Earle H. Hagen, a onetime big-band trombonist who wrote some of the most famous theme songs in television history, died Monday in Rancho Mirage, Calif., near Palm Springs. He was 88 and lived in Rancho Mirage.

(…)

He wrote the folksy, countrified whistle that opened “The Andy Griffith Show,” accompanying Sheriff Andy Taylor (Mr. Griffith) and his young son, Opie (Ron Howard), down a dirt road toward a fishing hole; he did the whistling himself. He wrote the swinglike anthem for “The Dick Van Dyke Show,” accompanying Mr. Van Dyke’s entry into his suburban home and his tumble over an ottoman. (In later seasons, Mr. Van Dyke would sidestep the ottoman to the same playful musical phrase.) He wrote the cool, cosmopolitan and suggestively exotic theme for the espionage drama “I Spy.” He wrote the cheerily mock-military anthem for the bumpkin-in-the-marines comedy “Gomer Pyle, U.S.M.C,” starring Jim Nabors. And he wrote the perky pop theme for the Marlo Thomas vehicle “That Girl.”

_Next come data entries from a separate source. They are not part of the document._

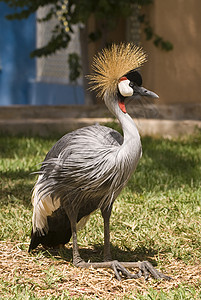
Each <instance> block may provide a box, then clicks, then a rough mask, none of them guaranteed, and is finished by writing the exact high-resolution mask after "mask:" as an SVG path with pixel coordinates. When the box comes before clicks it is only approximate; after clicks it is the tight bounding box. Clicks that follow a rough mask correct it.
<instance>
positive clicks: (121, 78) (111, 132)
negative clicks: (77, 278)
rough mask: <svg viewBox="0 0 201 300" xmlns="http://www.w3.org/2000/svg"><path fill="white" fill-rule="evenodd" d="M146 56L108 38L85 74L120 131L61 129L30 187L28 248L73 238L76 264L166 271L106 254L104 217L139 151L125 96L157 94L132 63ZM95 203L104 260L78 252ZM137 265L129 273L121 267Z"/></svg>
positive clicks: (136, 65) (51, 246)
mask: <svg viewBox="0 0 201 300" xmlns="http://www.w3.org/2000/svg"><path fill="white" fill-rule="evenodd" d="M145 61H146V55H145V53H144V52H143V50H142V49H141V48H139V47H137V46H135V45H133V44H131V43H128V44H123V43H122V44H120V45H115V44H113V45H112V46H111V47H110V48H106V49H104V50H102V52H100V53H99V54H98V55H97V56H95V58H94V61H93V65H92V67H93V70H94V74H93V75H91V76H89V78H90V80H91V83H92V84H93V86H92V89H94V90H97V91H98V92H99V94H98V95H99V96H101V97H102V98H103V100H104V102H105V105H106V106H107V107H108V109H109V110H110V111H111V113H112V114H113V115H114V116H115V117H116V118H117V119H118V120H119V122H120V125H121V127H122V130H123V137H122V136H121V135H120V134H119V133H118V132H117V131H115V130H113V129H111V128H108V127H105V126H100V125H94V126H88V127H84V128H81V129H78V130H75V131H73V132H71V133H68V134H66V135H64V136H63V137H62V138H61V139H60V140H59V141H58V142H57V143H56V144H55V145H54V146H53V147H52V149H51V150H50V151H49V152H48V153H47V155H46V158H45V160H44V161H43V163H42V167H41V170H40V171H39V177H38V181H37V183H36V185H35V187H34V191H33V196H32V203H33V220H32V222H33V229H32V235H31V243H30V246H29V252H30V251H31V250H33V249H35V248H36V247H37V246H38V245H39V244H42V245H43V246H46V247H52V246H53V247H54V246H57V245H59V244H63V245H64V244H66V243H68V242H69V240H70V238H71V236H72V239H73V264H74V265H75V266H79V267H86V268H87V267H90V266H92V267H94V268H100V267H103V268H104V267H109V268H112V269H113V270H114V272H115V275H116V277H117V279H119V280H121V276H124V277H127V278H138V277H140V276H141V275H142V274H143V275H144V276H145V277H146V278H147V277H148V274H149V273H151V274H152V275H153V276H154V277H155V278H157V279H160V278H166V279H169V278H170V277H168V276H166V275H164V274H162V273H160V272H158V271H157V270H156V269H154V268H153V266H152V265H151V264H150V263H149V262H147V261H144V262H118V261H114V260H112V259H111V254H110V231H109V220H110V215H111V210H112V205H113V203H114V201H115V199H116V198H117V196H118V195H119V193H120V192H121V190H122V189H123V187H124V186H125V185H126V183H127V181H128V179H129V178H130V176H131V174H132V173H133V172H134V170H135V169H136V167H137V164H138V161H139V159H140V157H141V155H142V148H141V142H140V135H139V133H138V130H137V128H136V125H135V123H134V121H133V119H132V118H131V117H130V116H129V114H128V113H127V112H126V107H125V101H126V99H132V100H135V99H136V97H139V96H146V97H150V98H158V96H157V95H156V94H155V93H153V92H151V91H148V90H147V89H145V88H143V87H142V78H141V75H140V73H139V72H138V71H137V69H138V68H139V67H140V66H141V65H142V64H143V63H144V62H145ZM97 209H100V210H101V213H102V216H103V220H104V262H97V263H95V262H94V263H91V262H89V263H87V262H85V261H84V260H83V259H82V258H81V257H80V254H79V249H78V243H77V230H78V227H80V226H81V225H83V224H84V223H85V222H86V220H87V219H88V218H89V216H90V214H91V213H92V212H93V211H95V210H97ZM136 267H137V268H139V273H137V274H132V273H130V272H129V271H128V270H127V269H126V268H136Z"/></svg>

“He was one of the pioneers of original music for television,” said Jon Burlingame, who teaches the history of film music at the University of Southern California and wrote “TV’s Biggest Hits: The Story of Television Themes From ‘Dragnet’ to ‘Friends’ ” (Schirmer, 1996). “He was a gifted melodist who could see a show, imagine what it needed dramatically or comedically and translate it into music that within one or two hearings became familiar.”